映画『キャロル』が、2016年2月11日(祝・木)より全国ロードショー。
原作は『太陽がいっぱい』、『見知らぬ乗客』で知られる作家パトリシア・ハイスミスのベストセラー作品『キャロル』。1952年のニューヨークを舞台に、2人の女性の愛の物語を描く。クリスマスで賑わう百貨店でアルバイトをするテレーズは、娘へのプレゼントを探しにきたキャロルに出会う。忘れ物の手袋を届けたことをきっかけに、徐々に関係を深め、2人は恋に落ちていく…。
主人公のキャロルを演じるのは、『ブルー・ジャスミン』でついにアカデミー主演女優賞を射止めたケイト・ブランシェット。彼女に惹かれるテレーズ役は『ドラゴン・タトゥーの女』で、アカデミー主演女優賞にノミネートされたルーニー・マーラが務める。監督は、『エデンより彼方へ』のトッド・ヘインズ。女性同士の恋と逃避行の旅を切なく描いていく。
初めて脚本を読んだのは7年前かしら。私もかなり早い段階から関わっていたのですが、実はこの企画、プロデューサーの手に10年間もあたためられていたものなんです。というのも、製作費がうまく集まらず作れないかも…という状況だったんです。
今聞くと驚く話でしょうが、美しい脚本であるのに、女性同士の恋を描く作品だということで、資金集めがとても困難でした。連絡が来て脚本が届いたときには、やっと映画化できるなと思いましたね。

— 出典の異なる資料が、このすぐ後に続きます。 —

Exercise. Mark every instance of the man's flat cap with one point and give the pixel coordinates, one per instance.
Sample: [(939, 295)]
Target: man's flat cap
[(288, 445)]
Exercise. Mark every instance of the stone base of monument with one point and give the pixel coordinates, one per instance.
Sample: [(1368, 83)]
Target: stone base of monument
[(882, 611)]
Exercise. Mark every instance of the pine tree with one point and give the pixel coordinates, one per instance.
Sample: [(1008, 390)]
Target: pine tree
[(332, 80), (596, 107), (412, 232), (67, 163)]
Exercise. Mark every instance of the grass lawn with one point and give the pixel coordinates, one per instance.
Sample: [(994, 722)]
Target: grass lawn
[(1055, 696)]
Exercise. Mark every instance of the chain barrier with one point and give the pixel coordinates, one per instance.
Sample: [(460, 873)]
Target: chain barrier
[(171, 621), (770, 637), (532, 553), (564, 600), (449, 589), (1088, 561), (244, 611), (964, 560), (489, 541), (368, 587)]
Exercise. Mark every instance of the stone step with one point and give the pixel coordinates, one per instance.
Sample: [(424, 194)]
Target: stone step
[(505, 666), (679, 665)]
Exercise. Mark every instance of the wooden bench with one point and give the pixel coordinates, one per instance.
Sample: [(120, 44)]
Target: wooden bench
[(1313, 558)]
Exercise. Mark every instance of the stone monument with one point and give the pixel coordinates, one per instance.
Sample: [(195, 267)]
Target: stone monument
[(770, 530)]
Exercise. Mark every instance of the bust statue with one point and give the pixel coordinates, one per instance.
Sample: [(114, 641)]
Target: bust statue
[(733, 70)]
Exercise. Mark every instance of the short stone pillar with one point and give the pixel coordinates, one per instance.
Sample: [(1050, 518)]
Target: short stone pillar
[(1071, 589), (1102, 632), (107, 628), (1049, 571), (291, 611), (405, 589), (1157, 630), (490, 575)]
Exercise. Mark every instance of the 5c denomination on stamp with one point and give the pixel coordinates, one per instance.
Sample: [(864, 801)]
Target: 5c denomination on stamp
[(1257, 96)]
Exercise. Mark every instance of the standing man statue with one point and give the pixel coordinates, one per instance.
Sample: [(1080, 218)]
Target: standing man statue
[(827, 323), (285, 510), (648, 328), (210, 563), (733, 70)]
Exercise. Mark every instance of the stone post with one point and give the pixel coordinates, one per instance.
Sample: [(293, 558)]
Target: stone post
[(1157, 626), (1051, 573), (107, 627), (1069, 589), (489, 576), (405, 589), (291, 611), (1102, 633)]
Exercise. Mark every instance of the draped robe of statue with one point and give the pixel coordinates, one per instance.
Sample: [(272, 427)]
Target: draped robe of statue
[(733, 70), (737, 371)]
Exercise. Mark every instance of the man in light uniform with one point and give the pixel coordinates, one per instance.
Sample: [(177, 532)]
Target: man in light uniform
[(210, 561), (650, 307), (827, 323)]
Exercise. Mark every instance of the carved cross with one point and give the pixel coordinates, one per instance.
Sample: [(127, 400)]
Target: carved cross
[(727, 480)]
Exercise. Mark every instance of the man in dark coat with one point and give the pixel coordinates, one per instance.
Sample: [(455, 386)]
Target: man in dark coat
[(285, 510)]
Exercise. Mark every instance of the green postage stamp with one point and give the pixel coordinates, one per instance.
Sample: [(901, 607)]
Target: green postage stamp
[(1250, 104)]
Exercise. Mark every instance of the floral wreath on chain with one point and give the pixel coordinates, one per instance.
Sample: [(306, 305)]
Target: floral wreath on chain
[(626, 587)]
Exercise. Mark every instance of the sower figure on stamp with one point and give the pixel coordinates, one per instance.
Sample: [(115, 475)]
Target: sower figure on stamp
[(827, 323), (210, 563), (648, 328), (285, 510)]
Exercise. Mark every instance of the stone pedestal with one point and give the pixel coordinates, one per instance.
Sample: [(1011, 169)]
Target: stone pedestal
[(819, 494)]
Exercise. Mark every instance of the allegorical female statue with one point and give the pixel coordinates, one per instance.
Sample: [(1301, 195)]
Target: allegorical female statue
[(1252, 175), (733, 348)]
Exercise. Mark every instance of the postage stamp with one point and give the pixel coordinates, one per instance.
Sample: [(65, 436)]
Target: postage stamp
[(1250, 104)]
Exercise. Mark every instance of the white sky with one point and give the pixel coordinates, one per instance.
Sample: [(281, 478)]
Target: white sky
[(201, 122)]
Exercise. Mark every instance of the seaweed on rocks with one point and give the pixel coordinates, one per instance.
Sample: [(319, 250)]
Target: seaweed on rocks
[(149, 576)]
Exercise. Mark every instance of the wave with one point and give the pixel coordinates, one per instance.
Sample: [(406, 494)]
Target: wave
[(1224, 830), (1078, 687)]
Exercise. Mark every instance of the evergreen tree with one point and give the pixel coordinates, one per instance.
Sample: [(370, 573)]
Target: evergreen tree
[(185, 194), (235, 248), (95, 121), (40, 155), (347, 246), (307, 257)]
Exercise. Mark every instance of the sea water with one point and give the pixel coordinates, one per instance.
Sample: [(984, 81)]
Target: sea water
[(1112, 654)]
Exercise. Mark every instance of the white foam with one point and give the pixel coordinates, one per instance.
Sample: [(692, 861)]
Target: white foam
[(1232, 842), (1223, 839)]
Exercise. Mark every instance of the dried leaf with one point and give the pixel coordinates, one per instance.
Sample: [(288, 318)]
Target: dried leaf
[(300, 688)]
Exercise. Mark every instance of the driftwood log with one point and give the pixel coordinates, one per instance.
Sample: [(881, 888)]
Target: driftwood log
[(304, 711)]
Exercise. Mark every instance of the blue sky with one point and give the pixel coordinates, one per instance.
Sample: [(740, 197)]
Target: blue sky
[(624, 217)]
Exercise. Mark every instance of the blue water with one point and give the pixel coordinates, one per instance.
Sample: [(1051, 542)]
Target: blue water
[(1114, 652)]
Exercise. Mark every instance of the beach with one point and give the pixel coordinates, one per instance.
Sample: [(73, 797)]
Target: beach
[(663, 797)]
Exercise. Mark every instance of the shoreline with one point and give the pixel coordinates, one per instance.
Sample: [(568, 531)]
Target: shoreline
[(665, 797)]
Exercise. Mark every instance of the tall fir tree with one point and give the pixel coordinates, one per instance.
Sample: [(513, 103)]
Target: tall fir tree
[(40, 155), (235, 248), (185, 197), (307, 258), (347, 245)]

当時に比べると現在は、多くの国で同性を愛する気持ちを示す言葉が存在していますし、ジェンダーもさまざまな形があります。それが許されていない国だとしても、同性への恋を表す言葉がありますよね。1950年代は、表現する言葉が存在しなかった。より孤独を感じていたのではないでしょうか。
女性に恋することとこれまで(異性に恋すること)との違いをよく尋ねられますが、差は感じませんでした。どちらかと言えば『ロミオとジュリエット』に思いをはせていましたよ。彼と彼女の愛もまた、あの時代の観念では許されない恋だったのですから。
実は、役柄との共通点はいつも考えないんです。(共通点が)あるとしても、それは自然に存在するので、役者としてそれを掘り下げることが役立つとは思えないので。
キャロルに対して“あっ”と思ったところは、神秘的なところです。わからない部分を秘めているところ。そこがテレーズ、そしておそらく観客も惹かれるポイントだと思います。人から距離を置くのではなく、神秘さを出すことに力を注ぎました。
キャロルとテレーズが2人でお茶を飲むシーンです。実は、映画『逢びき』へのオマージュが入っています。ある意味自分にとっては、この役をどう演じるか、他のシーンをどう演じるかがここで決まるように感じていました。何も起きていないように見えるのですが、その瞬間に全てが起きている…。なので、いかに抑制をきかせるかが大切。(カメラ位置の関係で)ルーニーとお互いに目線をあわせることができなかったので、技術的にも難しかったです。